The method used by domestic machine tool-related manufacturers to solve the problem of thermal deformation of machine tool is to develop computerized numeric control (CNC) system-based thermal deformation control technology. This thermal deformation control technology includes (1) the mounting of temperature sensors on the machine body at positions with relatively significant temperature variation, which can be measured with an infrared thermography, to capture temperature changes of the machine tool; (2) the setup of a three-dimensional measuring system for measuring and recording the deformation of the machine tool caused by temperature rise; (3) the use of temperature data and thermal deformation data to construct a machine tool thermal deformation model; and (4) the testing of the machine tool thermal deformation model and temperature rise compensation.

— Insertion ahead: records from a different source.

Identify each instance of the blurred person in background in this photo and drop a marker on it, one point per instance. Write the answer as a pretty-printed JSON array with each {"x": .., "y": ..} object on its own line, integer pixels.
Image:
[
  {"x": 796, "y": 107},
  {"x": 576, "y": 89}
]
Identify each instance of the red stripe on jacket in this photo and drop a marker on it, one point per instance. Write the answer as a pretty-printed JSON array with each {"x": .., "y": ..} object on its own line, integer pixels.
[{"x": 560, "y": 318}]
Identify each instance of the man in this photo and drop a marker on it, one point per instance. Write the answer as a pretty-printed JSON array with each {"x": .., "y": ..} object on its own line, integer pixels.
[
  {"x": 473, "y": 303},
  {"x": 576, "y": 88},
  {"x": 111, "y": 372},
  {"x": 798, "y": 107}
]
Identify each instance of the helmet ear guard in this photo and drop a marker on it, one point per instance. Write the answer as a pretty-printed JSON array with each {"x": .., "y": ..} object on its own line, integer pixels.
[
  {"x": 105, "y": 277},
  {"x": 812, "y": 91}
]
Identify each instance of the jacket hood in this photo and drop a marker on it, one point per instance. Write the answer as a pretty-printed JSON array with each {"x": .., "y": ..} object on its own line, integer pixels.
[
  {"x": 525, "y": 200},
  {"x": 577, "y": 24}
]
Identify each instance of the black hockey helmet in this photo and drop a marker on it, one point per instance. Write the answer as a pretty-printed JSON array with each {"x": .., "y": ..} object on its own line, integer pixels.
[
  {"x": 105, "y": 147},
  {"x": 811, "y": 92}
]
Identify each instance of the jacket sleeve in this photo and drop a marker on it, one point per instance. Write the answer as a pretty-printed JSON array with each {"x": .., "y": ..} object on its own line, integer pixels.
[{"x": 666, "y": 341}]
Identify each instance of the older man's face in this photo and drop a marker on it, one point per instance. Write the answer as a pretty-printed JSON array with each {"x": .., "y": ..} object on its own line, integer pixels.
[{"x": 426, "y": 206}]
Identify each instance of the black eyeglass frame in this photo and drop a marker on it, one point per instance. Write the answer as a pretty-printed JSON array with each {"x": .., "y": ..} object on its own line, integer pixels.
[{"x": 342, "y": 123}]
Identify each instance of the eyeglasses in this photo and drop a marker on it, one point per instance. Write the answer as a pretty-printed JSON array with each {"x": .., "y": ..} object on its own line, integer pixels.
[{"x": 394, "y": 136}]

According to the CNC system-based thermal deformation control technology, the temperature variation amount of the machine tool is measured and calculated using the built-in software of the machine tool thermal deformation model to derive the real-time thermal deformation amount of the machine tool, which is then used as a thermal compensation and calibration displacement amount for the machining spindle. In the development of the thermal deformation model software, since the sampling range of the machine tool heat source and the environmental temperature is limited, a big change in the heating feature of the built-in motor of the machine tool or a big change in the environmental temperature will cause errors in the initially set calibration software calculation when the machine tool has been used over a long period of time, so that the working accuracy and the machining stability of the machine tool will reduce.
Many methods have been adopted by foreign manufacturers to reduce the thermal deformation amount of the machine tool. These methods include (1) the designing of a machine body structure with thermal symmetry and thermal balance, so that the occurrence of the machine tool thermal deformation induced errors has symmetry and is controllable; (2) the adoption of thermo-friendly machine body to effectively reduce the thermal deform amount of the machine body of the machine tool; (3) the adoption of multi-passage zero-heat source cooling technology to effectively reduce the temperature variation amount of the heat source; and (4) the measurement of hot points on the machine body and the compensation for thermal deformation. The above-mentioned technologies have their respective functions and must be fully implemented to meet the preset specifications, and they also involve very high complexity, difficulty and manufacturing cost.
Therefore, it is desirable to develop a measurement, calibration and compensation system and method for machine tool, so that the thermal expansion amounts at all axes of a machine tool can be directly precisely measured through a simplified and low-cost way with good thermal deformation calibration accuracy, and the absolute positioning coordinates of all axes of the machine tool can be calibrated in real time to avoid reduced positioning accuracy due to the thermal expansion of the multi-axis machine tool.